Durch eine vermehrte Ausschüttung an Testosteron wird das Hautbild in der Pubertät negativ beeinflusst. Das zu den männlichen Geschlechtshormonen (Androgenen) gehörende Testosteron bewirkt eine Talgüberproduktion, wodurch es zu verstopften Talggdrüsen und somit Mitessern bis hin zu Akne kommen kann. Mit östrogenbetonten Anti-Baby-Pillen kann eine Verbesserung des Hautbildes bewirkt werden. Ein zu hoher Testosteronspiegel hat bei Frauen jedoch auch positive Nebenwirkungen. Es heißt, dass das männliche Hormon Cellulite verbessern kann.

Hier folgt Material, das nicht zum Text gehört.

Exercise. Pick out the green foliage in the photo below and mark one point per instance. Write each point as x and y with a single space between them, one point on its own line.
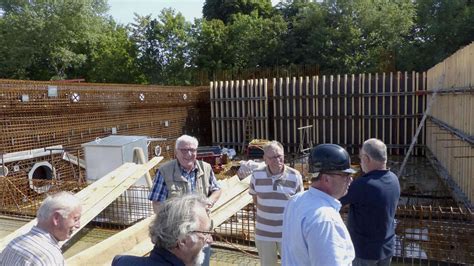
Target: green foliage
47 39
346 36
113 58
441 28
209 46
255 41
163 45
225 9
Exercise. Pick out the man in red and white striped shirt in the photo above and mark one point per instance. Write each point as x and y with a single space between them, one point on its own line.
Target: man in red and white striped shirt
271 186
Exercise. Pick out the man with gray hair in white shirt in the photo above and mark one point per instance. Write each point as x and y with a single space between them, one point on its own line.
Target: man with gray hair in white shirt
58 216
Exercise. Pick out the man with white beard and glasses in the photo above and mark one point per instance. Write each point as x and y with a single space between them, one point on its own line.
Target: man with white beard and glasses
180 231
58 217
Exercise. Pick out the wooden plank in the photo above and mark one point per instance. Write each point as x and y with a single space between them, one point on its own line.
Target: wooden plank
233 122
238 115
226 114
276 127
293 118
213 113
331 110
286 114
123 242
98 195
136 241
323 108
220 113
314 94
267 136
353 111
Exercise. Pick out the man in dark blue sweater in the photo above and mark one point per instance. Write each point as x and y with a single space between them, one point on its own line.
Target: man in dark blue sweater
373 200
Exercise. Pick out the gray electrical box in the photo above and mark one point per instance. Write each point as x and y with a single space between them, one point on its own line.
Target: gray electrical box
104 155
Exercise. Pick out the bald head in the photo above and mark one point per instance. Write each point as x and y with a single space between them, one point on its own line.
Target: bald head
376 150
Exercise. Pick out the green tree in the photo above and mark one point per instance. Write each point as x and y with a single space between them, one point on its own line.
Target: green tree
225 9
441 28
164 54
346 36
209 46
47 39
113 59
256 41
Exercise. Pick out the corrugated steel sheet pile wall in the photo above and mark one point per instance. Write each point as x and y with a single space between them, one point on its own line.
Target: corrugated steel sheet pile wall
343 109
35 115
450 127
347 110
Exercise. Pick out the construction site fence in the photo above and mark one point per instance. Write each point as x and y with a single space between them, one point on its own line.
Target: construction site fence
300 112
424 235
450 127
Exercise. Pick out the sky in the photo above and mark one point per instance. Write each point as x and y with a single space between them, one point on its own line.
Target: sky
122 10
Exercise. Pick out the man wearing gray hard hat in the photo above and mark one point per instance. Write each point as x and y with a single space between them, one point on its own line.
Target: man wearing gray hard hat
313 230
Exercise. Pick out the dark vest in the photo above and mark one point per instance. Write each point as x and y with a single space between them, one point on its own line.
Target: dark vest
178 185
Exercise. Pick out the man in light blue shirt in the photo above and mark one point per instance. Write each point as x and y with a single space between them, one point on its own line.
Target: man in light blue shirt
313 230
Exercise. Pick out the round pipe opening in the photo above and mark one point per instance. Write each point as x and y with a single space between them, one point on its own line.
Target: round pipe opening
39 173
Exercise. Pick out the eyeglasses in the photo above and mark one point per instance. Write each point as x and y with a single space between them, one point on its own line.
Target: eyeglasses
343 175
188 150
207 233
276 157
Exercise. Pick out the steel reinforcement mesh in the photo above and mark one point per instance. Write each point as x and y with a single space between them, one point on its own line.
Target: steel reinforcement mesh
441 235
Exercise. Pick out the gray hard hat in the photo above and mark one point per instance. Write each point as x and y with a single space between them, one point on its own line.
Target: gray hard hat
329 158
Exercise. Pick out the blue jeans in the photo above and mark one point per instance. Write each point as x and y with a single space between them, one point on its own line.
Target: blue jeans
364 262
207 258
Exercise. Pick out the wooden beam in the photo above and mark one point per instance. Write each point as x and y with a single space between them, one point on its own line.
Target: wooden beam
136 241
98 195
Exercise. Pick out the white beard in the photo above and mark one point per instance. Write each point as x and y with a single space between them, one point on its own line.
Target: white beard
200 257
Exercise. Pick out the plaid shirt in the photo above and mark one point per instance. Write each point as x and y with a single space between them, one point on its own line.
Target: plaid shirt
159 191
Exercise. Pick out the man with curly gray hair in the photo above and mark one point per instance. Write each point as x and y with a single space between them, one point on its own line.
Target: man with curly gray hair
180 232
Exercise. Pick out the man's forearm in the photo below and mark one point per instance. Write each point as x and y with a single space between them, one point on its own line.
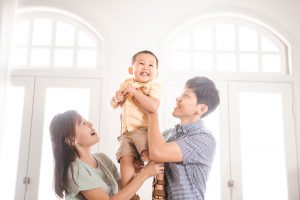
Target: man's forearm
148 103
155 139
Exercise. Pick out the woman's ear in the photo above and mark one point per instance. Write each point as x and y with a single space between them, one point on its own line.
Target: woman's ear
203 108
130 70
69 142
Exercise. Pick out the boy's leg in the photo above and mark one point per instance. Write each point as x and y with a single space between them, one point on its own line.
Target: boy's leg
127 169
159 187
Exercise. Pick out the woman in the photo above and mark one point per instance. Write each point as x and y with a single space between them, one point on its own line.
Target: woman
80 174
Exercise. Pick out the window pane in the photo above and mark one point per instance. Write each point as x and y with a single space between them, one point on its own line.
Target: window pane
18 56
247 39
21 32
268 45
203 38
262 147
180 61
42 32
12 135
182 43
63 58
249 63
203 61
40 57
85 40
226 62
57 100
86 58
271 63
225 37
65 34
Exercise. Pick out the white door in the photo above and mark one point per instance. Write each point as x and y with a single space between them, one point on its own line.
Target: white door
262 140
50 96
255 133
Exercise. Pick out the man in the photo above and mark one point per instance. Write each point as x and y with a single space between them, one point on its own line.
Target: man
189 148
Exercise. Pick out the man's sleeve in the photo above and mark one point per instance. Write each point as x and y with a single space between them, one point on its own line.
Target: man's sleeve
197 148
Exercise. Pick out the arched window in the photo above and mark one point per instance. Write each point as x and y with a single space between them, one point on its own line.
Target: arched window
227 44
51 39
254 121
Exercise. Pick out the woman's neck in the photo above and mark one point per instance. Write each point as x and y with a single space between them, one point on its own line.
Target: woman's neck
87 157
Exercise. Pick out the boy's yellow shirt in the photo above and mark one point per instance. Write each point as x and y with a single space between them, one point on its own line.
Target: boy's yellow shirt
133 117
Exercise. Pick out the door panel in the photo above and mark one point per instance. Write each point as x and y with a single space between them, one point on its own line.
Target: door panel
262 141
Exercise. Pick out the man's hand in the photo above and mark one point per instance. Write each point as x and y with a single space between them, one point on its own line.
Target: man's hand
129 90
138 165
120 97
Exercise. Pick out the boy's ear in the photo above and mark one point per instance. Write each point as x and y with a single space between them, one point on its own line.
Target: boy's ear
203 108
69 142
130 70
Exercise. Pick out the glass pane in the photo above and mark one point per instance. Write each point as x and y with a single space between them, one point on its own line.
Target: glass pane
58 100
268 45
226 62
271 63
21 32
84 40
40 57
180 61
87 58
18 56
249 63
63 58
225 37
182 43
42 32
262 147
247 39
203 38
12 135
203 61
213 191
65 34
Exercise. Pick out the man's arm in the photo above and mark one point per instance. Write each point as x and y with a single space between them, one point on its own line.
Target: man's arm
159 150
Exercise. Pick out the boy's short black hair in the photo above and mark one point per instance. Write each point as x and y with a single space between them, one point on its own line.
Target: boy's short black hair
206 92
145 52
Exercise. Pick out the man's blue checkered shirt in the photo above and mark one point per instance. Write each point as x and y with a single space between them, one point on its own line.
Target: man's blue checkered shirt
186 180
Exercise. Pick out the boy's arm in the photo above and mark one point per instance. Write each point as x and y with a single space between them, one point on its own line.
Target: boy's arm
113 102
118 99
159 150
149 103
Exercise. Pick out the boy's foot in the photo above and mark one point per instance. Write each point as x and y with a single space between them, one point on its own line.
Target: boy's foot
158 187
135 197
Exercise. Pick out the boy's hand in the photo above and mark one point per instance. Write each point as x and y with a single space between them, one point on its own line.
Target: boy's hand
119 97
129 90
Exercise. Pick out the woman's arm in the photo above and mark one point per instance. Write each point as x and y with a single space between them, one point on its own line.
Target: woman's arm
129 190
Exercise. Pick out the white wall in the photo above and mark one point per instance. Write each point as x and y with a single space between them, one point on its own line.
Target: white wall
128 26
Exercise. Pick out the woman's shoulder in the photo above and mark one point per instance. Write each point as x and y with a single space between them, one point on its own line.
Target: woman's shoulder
103 158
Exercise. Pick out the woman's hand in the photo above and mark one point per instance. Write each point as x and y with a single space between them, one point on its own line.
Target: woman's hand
120 97
138 165
152 168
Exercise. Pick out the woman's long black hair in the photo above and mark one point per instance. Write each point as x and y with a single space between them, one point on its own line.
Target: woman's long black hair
62 132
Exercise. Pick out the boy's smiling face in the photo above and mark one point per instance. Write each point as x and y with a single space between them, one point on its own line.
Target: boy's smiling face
144 68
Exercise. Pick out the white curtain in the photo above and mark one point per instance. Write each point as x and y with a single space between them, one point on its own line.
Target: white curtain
7 15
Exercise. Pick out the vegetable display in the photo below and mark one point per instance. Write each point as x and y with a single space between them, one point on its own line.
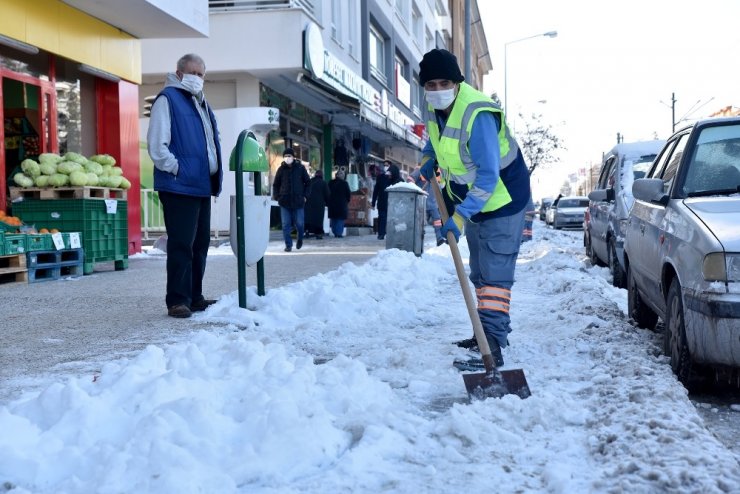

Expertenmeinung zum Thema Anti-Aging-Hormone
Prof. Dr. Christoph M. Bamberger gehört zu den besten Hormonexperten und Anti-Aging-Ärzten Deutschlands. Er ist der erste und bisher einzige deutsche Professor für Endokrinologie und Stoffwechsel des Alterns. In seinem Buch „Besser leben – länger leben“ beurteilt er die fünf Anti- Aging-Hormone Testosteron, Östrogene, DHEA, Melatonin und das Wachstumshormon. Der Experte, der sich selbst als einen „kritischen Befürworter von Hormontherapien in der zweiten Lebenshälfte“ bezeichnet, erklärt, dass die genannten Hormone einen positiven Einfluss auf die Lebensqualität (Aussehen, Stimmung, Sexualität) haben. Er sagt aber auch, dass es für eine wesentliche Beeinflussung der Lebenserwartung bislang keine Anhaltspunkte gibt. Außerdem warnt er, dass Hormone das Risiko für altersbedingte Erkrankungen leicht erhöhen, wenn sie falsch eingesetzt werden. Des Professors Bilanz lautet deshalb: Ein unkritischer und unprofessioneller Einsatz von Hormonen ist ein falscher und riskanter Weg.